9. Compte tenu de ce qui a été dit au point précédent, M. D n’est pas fondé à demander l’annulation de la décision du 14 mars 2022 par laquelle la rectrice de l’académie de La Réunion a rejeté sa demande de reconnaissance d’imputabilité au service de l’accident dont il s’est déclaré victime le 3 décembre 2021, ensemble la décision implicite de rejet de son recours gracieux formé le 28 avril 2022. Par voie de conséquence, ses conclusions aux fins d’injonction ainsi que ses conclusions présentées au titre des dispositions de l’article L. 761-1 du code de justice administrative doivent être également rejetées.
D E C I D E :
Article 1er : La requête de M. D est rejetée.

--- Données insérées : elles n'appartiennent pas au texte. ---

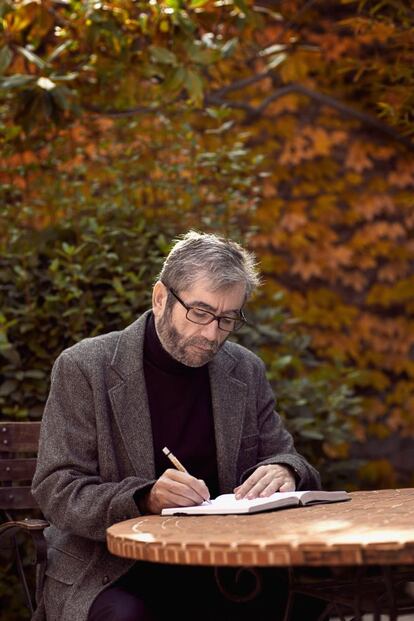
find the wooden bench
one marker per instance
(18, 450)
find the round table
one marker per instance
(373, 528)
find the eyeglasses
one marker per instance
(203, 317)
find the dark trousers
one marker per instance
(151, 592)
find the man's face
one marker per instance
(192, 344)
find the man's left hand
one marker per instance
(266, 480)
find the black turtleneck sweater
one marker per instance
(181, 411)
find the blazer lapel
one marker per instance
(130, 401)
(229, 403)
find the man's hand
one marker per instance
(266, 480)
(174, 489)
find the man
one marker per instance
(169, 379)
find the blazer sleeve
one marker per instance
(67, 484)
(276, 444)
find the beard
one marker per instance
(194, 351)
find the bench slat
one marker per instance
(17, 469)
(19, 437)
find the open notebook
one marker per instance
(227, 503)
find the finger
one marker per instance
(288, 486)
(249, 486)
(184, 485)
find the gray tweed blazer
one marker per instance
(96, 451)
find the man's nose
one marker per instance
(210, 330)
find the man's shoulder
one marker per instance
(93, 345)
(241, 354)
(102, 346)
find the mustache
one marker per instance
(210, 346)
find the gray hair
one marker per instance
(196, 255)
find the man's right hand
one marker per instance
(174, 489)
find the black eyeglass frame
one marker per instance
(240, 321)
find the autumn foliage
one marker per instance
(289, 124)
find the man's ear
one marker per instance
(159, 298)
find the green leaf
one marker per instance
(194, 86)
(162, 55)
(59, 50)
(33, 58)
(5, 58)
(175, 79)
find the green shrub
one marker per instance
(64, 283)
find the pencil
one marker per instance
(173, 459)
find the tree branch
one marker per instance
(254, 112)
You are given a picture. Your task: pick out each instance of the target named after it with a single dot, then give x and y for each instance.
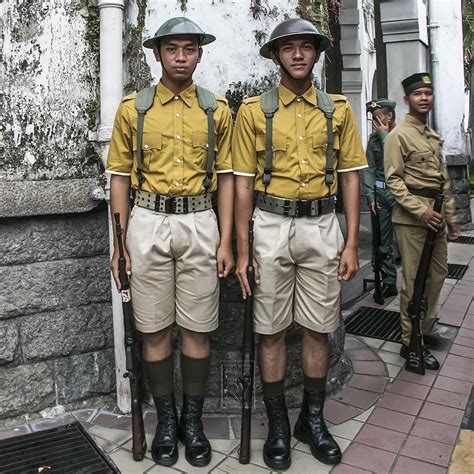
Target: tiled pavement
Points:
(385, 419)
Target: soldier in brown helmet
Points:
(291, 145)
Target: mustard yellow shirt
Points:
(299, 143)
(174, 143)
(413, 159)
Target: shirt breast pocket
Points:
(151, 147)
(200, 146)
(318, 151)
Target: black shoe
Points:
(164, 448)
(430, 361)
(311, 429)
(389, 290)
(277, 447)
(191, 432)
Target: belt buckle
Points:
(170, 204)
(303, 208)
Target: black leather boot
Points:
(311, 429)
(191, 432)
(277, 448)
(164, 448)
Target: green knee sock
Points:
(160, 376)
(311, 384)
(273, 389)
(195, 373)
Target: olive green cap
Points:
(375, 104)
(179, 26)
(294, 27)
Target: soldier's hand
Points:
(348, 265)
(241, 272)
(225, 260)
(432, 220)
(114, 267)
(453, 231)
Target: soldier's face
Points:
(179, 56)
(298, 55)
(420, 100)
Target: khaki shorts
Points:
(174, 269)
(299, 260)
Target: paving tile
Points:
(426, 379)
(393, 370)
(381, 438)
(361, 353)
(392, 420)
(462, 351)
(367, 457)
(16, 431)
(391, 347)
(449, 399)
(111, 420)
(347, 430)
(459, 361)
(412, 466)
(358, 398)
(368, 382)
(369, 367)
(458, 373)
(371, 342)
(124, 461)
(393, 401)
(435, 431)
(337, 412)
(346, 469)
(443, 414)
(391, 358)
(409, 389)
(427, 450)
(453, 385)
(52, 422)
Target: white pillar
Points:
(111, 91)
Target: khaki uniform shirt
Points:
(413, 159)
(299, 144)
(174, 143)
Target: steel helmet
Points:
(179, 26)
(294, 27)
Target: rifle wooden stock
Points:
(248, 361)
(415, 360)
(377, 257)
(132, 352)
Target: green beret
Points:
(417, 81)
(375, 104)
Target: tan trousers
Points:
(410, 242)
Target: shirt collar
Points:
(165, 95)
(286, 96)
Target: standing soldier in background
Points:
(175, 253)
(415, 172)
(300, 254)
(383, 120)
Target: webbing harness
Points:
(269, 103)
(207, 102)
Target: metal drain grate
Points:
(374, 322)
(65, 449)
(463, 239)
(456, 271)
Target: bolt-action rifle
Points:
(132, 351)
(418, 305)
(248, 360)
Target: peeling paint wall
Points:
(50, 74)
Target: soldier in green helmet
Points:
(291, 145)
(171, 145)
(383, 120)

Article 2 : Le présent jugement sera notifié à M. A D et au recteur de l’académie de La Réunion.
Délibéré après l’audience du 13 décembre 2024, à laquelle siégeaient :
Mme Khater présidente,
M. Le Merlus conseiller,
Mme Lebon conseillère.
Rendu public par mise à disposition au greffe du tribunal le 27 décembre 2024.
L’assesseur le plus ancien,
T. LE MERLUS
La présidente-rapporteure,
A. KHATER
La greffière,
E. POINAMBALOM
La République mande et ordonne à la ministre de l’éducation nationale et de la jeunesse en ce qui la concerne ou à tous commissaires de justice à ce requis en ce qui concerne les voies de droit commun, contre les parties privées, de pourvoir à l’exécution de la présente décision.